Dr Johnson's House
It was in the garret of this early 18th-century house that Dr Samuel Johnson compiled his famous Dictionary: a nine-year labour of love that resulted in the first comprehensive lexicon of the English language.
The house has been restored to its condition during Johnson's 11-year occupancy (from 1748 to 1759) and retains many original features — including some heavy-duty crime prevention measures and an ingenious `cellarette' in the dining room. Arranged over several floors, the house has no shortage of stairs, but then to quote the friendly attendant, 'the chairs are for sitting on, not gawping at'.

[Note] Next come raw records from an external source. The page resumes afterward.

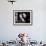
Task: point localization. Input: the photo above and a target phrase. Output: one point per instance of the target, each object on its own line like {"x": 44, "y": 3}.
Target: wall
{"x": 37, "y": 31}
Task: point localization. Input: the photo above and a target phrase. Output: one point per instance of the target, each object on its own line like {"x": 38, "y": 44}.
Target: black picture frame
{"x": 22, "y": 17}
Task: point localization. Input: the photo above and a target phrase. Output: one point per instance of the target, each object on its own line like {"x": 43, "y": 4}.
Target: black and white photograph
{"x": 22, "y": 17}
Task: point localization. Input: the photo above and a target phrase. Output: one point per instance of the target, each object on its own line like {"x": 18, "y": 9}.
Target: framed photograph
{"x": 22, "y": 17}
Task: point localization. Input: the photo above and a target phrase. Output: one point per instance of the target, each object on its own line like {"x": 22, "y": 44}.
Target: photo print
{"x": 22, "y": 17}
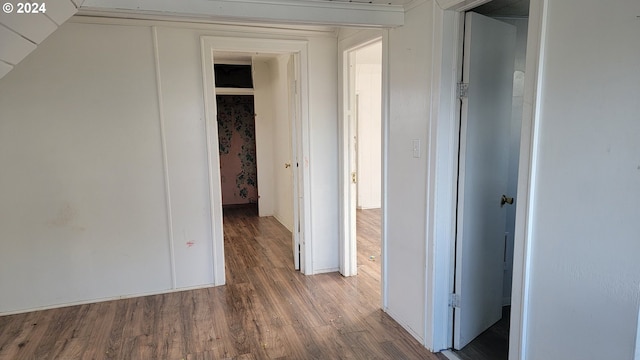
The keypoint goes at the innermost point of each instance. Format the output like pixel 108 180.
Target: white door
pixel 484 130
pixel 294 165
pixel 353 161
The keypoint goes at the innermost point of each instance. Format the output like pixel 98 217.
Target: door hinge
pixel 463 90
pixel 454 300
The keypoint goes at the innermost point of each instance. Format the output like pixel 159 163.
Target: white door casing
pixel 299 50
pixel 489 49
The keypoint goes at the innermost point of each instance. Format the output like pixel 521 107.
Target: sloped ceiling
pixel 20 34
pixel 382 13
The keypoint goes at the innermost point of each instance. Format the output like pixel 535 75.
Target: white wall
pixel 409 76
pixel 369 92
pixel 263 99
pixel 283 210
pixel 584 247
pixel 83 195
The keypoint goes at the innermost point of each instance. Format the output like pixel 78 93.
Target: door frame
pixel 299 48
pixel 348 253
pixel 443 145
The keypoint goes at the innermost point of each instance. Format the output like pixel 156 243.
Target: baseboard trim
pixel 450 355
pixel 99 300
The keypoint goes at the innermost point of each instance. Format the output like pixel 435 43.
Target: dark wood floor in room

A hand-held audio guide provides more detail and anecdotal information about Dr Johnson — and there's no shortage of that either, thanks to his biographer James Boswell. The audio guide (which comes in Mandarin and Japanese as well as English) is available free of charge for those not able to tackle the stairs.
The house contains some unexpected treasures. A brick from the Great Wall of China is a tangible reminder of Johnson's unrealised ambition to visit it, while the garret is home to a model toy workshop presented to the house by firefighters in World War II.
Books, paintings and memorabilia of Dr Johnson and his circle can be found throughout the house and there's an entertaining and informative video show as well as free information sheets (now available in 10 languages).
Changing displays and exhibitions keep things fresh for regulars while younger visitors can try on a selection of replica Georgian clothing. The courtyard outside the house contains a statue of Hodge, Johnson's much-loved cat who was, according to his master at least, "a very fine cat, a very fine cat indeed".
Johnson was renowned for his witty aphorisms, the most famous of which relates to the city in which he made his home, "When a man is tired of London, he is tired of life; for there is in London all that life can afford." Cards and collections of Johnson's sayings and bon mots are available in the small shop.
Incidentally, a glance in a facsimile of his Dictionary reveals that the great man defined a museum as 'a repository of learned curiosities' — a description that fits this characterful old house like a glove.